The report also said that 1 of every 5 students in the cohort of graduates who had the opportunity to take the classes did so.
An average of 20% of the graduates at each offering school is quite high, given the specialized nature of the program. Keep that figure in mind the next time a board member tries to minimize the number of students who took the courses. The figure often used is that only 5% of ALL TUSD high school students took the courses. That is a very different cohort. It includes students from high schools where MAS was not offered. It may also include 9th and 10th graders for whom the classes were not offered.
The class should be optional at best since there are no other classes given for any other ethnicities it would be unfair. There are more than Caucasian and Latino ethnicities in Tucson. Latino is not a minority either
In Tucson
White alone – 239,112 (45.6%)
Hispanic – 228,510 (43.6%)
This does not make you minority
David, David, David. You’re mentioning of vouchers & charter schools is important because charter schools also claim a better percentage of graduates though I strongly suspect if those graduates were tested a year after graduation they would not score as high as students receiving a traditional public education. It would be interesting to see if the same would be the case here.
The charter school graduates are teaching the public school students. How many different ways can you guys slice and dice statistics, before we realize,…”hey, some of these graduates can’t even read.” And they never failed a grade.
I missed the link showing statistics and all I have is experience, two different hirees who were both graduates of the local charter school. Neither could do simple addition yet they had accelerated and graduated sooner than the peers they left in high school. I spent a lot of time teaching them how to read a measuring tape, breaking the inches down into fractions and then transferring the numbers to the material needing to be cut. Both were hired through the local temp agency and neither lasted very long. But they never failed a grade.
That’s my story and I’m stickin’ to it.
But back to the main topic. In my experiences within the school districts around the state what I HAVE seen is the Indians and migrant kids do much better when they were not around the white kids who were generally bullies. Not ALL the white kids are bullies but it takes only a few bullies to be disruptive to the rest so, while I’m overly skeptical of even “peer reviewed” studies I’ll consider some of what is here based on my own experiences.
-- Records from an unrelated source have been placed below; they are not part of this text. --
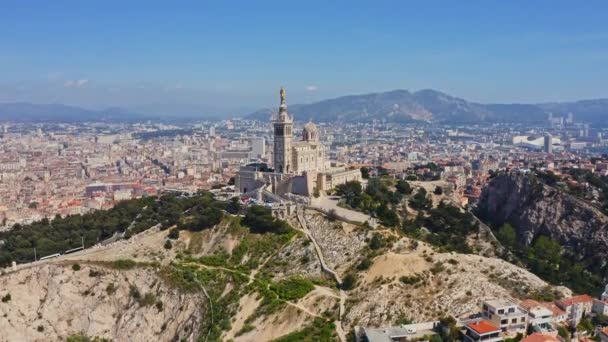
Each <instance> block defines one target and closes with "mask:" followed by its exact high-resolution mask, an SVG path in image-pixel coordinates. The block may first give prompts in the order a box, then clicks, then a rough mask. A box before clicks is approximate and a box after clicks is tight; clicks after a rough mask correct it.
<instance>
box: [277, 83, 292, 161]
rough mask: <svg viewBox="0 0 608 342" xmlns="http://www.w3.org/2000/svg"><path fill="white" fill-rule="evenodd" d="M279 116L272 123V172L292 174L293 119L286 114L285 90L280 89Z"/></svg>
mask: <svg viewBox="0 0 608 342" xmlns="http://www.w3.org/2000/svg"><path fill="white" fill-rule="evenodd" d="M280 94H281V105H280V107H279V116H278V117H277V118H275V119H274V120H273V122H272V124H273V126H274V154H273V159H274V172H278V173H290V172H292V165H291V163H292V160H291V142H292V140H293V118H291V117H289V114H288V113H287V105H286V104H285V89H284V88H283V87H281V92H280Z"/></svg>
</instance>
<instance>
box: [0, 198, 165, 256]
mask: <svg viewBox="0 0 608 342" xmlns="http://www.w3.org/2000/svg"><path fill="white" fill-rule="evenodd" d="M152 201H153V199H151V198H142V199H136V200H129V201H123V202H120V203H118V204H117V205H116V206H114V207H113V208H112V209H110V210H107V211H101V210H100V211H93V212H90V213H87V214H84V215H71V216H67V217H60V216H56V217H55V218H54V219H52V220H49V219H46V218H45V219H42V220H40V221H37V222H33V223H31V224H28V225H20V224H16V225H15V226H13V229H11V230H9V231H5V232H0V241H4V244H2V245H0V267H6V266H9V265H10V263H11V262H12V261H16V262H17V263H24V262H30V261H34V248H36V255H37V257H38V258H40V257H43V256H47V255H52V254H56V253H62V252H65V251H66V250H68V249H72V248H76V247H80V246H81V245H82V241H83V240H84V244H85V246H91V245H93V244H96V243H97V242H99V241H101V240H104V239H107V238H109V237H111V236H112V235H113V234H114V233H116V232H122V231H124V230H125V229H126V228H127V227H128V226H129V225H130V224H131V222H132V221H133V220H134V219H135V217H136V216H137V215H138V213H140V211H141V210H142V208H144V207H145V206H146V205H148V204H150V203H151V202H152Z"/></svg>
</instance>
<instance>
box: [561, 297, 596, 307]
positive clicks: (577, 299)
mask: <svg viewBox="0 0 608 342" xmlns="http://www.w3.org/2000/svg"><path fill="white" fill-rule="evenodd" d="M592 301H593V297H591V296H589V295H579V296H574V297H570V298H566V299H561V300H558V301H556V302H555V304H557V305H558V306H560V307H562V308H565V307H568V306H571V305H574V304H579V303H585V302H592Z"/></svg>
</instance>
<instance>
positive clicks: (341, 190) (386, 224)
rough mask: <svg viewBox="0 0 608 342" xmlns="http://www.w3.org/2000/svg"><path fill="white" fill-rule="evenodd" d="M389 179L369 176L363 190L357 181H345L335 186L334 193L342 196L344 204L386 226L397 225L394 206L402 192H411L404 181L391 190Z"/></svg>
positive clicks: (401, 198) (397, 183)
mask: <svg viewBox="0 0 608 342" xmlns="http://www.w3.org/2000/svg"><path fill="white" fill-rule="evenodd" d="M390 183H392V180H390V179H384V178H379V177H373V178H370V179H369V181H368V183H367V187H366V188H365V190H363V188H362V186H361V183H359V182H357V181H350V182H346V183H345V184H341V185H338V186H337V187H336V194H337V195H340V196H342V198H343V200H344V202H345V204H346V205H348V206H349V207H350V208H353V209H356V210H360V211H362V212H364V213H369V214H371V215H374V216H376V217H378V218H379V219H380V220H381V221H382V223H383V224H384V225H385V226H387V227H394V226H398V225H399V215H398V214H397V211H396V207H397V205H398V204H399V203H400V202H401V200H402V199H403V196H404V194H409V193H410V192H411V187H410V186H409V184H408V183H407V182H406V181H403V180H401V181H399V182H397V186H396V188H397V190H396V191H391V190H390V189H389V184H390Z"/></svg>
Rick Spanier says: Cabrera’s study has bones (as ed researchers used to say); it has all the earmarks of a a solid effort and is well documented. So let’s stipulate (as lawyers still say) the findings are accurate and the MAS program was beneficial to the students enrolled in the classes.”
Why would we do that? You might as well stipulate that Jay Greene’s pro-voucher studies done at the University of Arkansas are well-documented. Like Greene, Cabrera was an advocate for the program he is assessing. Like Greene, he has used biased sampling to ensure the results he wanted to get. Both Greene and Cabrera produce studies that appear (on the surface) to be valid and reliable, but are, in fact, highly biased.
Ask yourself why Professor Cabrera would select a control group with so many identified special education students. Surely, he could just as easily have found a control group with the identical ratio of special education students to non-identified special education students. In fact, given the far greater numbers of TUSD students who never took an MAS class, Cabrera had to go out of his way to create a control group with such a high percentage of special education students. This is bias by design, and it resulted in comparative achievement numbers radically different from those presented by TUSD’s own statistician. According to the TUSD figures, there was no difference in the performance of MAS students and non-MAS students on any of the measures of success generally used, i.e. graduation rates, scores on the graduation tests, and admission to colleges.